Westfalen post
Nicole Schneidmüller

Balanceakt der Gefühle

7. nov 1994

Hermann van Veen begeisterte Fans in der Stadthalle

Von Hagen. (WP) Ein schwarzer Vorhang, mittendrin ein weißer Fleck und davor ein Mann, in schwarzweiß gekleidet, mit einem kaputten Regenschirm in der Hand, die blauen Augen weit aufgerissen. Er singt von seinem toten Freund, den er immer wieder vertröstet hat. „Du hast so oft gedacht, warum fahr ich nicht mal hin ...“. Betretene Gesichter im Publikum; vielen sieht man an, daß sie auch so einen vernachlässigten Freund haben. Was, wenn er plötzlich nicht mehr da wäre?
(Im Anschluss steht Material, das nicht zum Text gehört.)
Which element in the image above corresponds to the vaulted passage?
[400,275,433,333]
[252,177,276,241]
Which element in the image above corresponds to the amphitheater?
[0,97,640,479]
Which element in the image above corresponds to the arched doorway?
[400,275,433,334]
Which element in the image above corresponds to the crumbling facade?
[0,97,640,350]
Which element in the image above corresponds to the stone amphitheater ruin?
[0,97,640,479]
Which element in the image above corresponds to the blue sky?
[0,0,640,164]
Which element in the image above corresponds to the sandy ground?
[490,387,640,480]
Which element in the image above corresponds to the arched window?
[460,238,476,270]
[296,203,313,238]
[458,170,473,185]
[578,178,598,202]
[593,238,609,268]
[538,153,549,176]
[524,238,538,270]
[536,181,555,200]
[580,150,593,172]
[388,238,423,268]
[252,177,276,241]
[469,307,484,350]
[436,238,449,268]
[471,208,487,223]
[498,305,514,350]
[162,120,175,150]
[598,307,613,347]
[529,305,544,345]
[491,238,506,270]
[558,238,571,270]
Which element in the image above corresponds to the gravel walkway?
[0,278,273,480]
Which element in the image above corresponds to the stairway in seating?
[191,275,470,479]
Beklemmung macht sich breit. Und dann: Die Beruhigung durch den Mann auf der Bühne: „Na ja, das Leben geht weiter. Hoffentlich nicht zu lange - Zeit ist Geld!“


Das Publikum lacht befreit auf. Eben noch todtraurig, jetzt wieder unbeschwert heiter. Den Balanceakt zwischen den Gefühlen beherrscht Hermann van Veen wie kein zweiter. „Das ist das Tolle an ihm“, schwärmt eine Frau in der Pause, „er läßt einen nie mit seinen Gefühlen allein.“ Der Künstler relativiert: „Das.hab’ ich von meiner Mutter. Die kann in den traurigsten Momenten etwas sagen, daß die Leute sterben vor Lachen. Das ist ihre Art, das Gleichgewicht zu halten.“

Hermann van Veen, der Clown, Sänger, Geiger, Pantomime, hält das begeisterte Publikum im Gleichgewicht -drei Stunden lang. Niemand, der sich dem Charme des Mannes entziehen könnte. Daß die Halle nicht restlos ausverkauft ist, tut der Stimmung keinen Abbruch und läßt auch den Künstler kalt: „Wir sind zwei Tage in Hagen, da kommen vielleicht 3-oder 4000 Leute - ist doch super! Mehr braucht ein Mensch doch nicht.“

Hermann van Veen gibt alles. Ob vor 10 oder vor 1000 Leuten. Erst nach fünf Zugaben verläßt er am Samstag abend die Bühne; geht auf die Wünsche seines Publikums ein; auch, als ein vielleicht fünfjähriges Mädchen nach vorne schleicht und wünscht: „Kannst Du vielleicht Plit- scheplatsche Feder singen?“ Kann er - aber nur eine Strophe. „Ich wußte nicht mehr, wie das weiterging“, gesteht er entschuldigend.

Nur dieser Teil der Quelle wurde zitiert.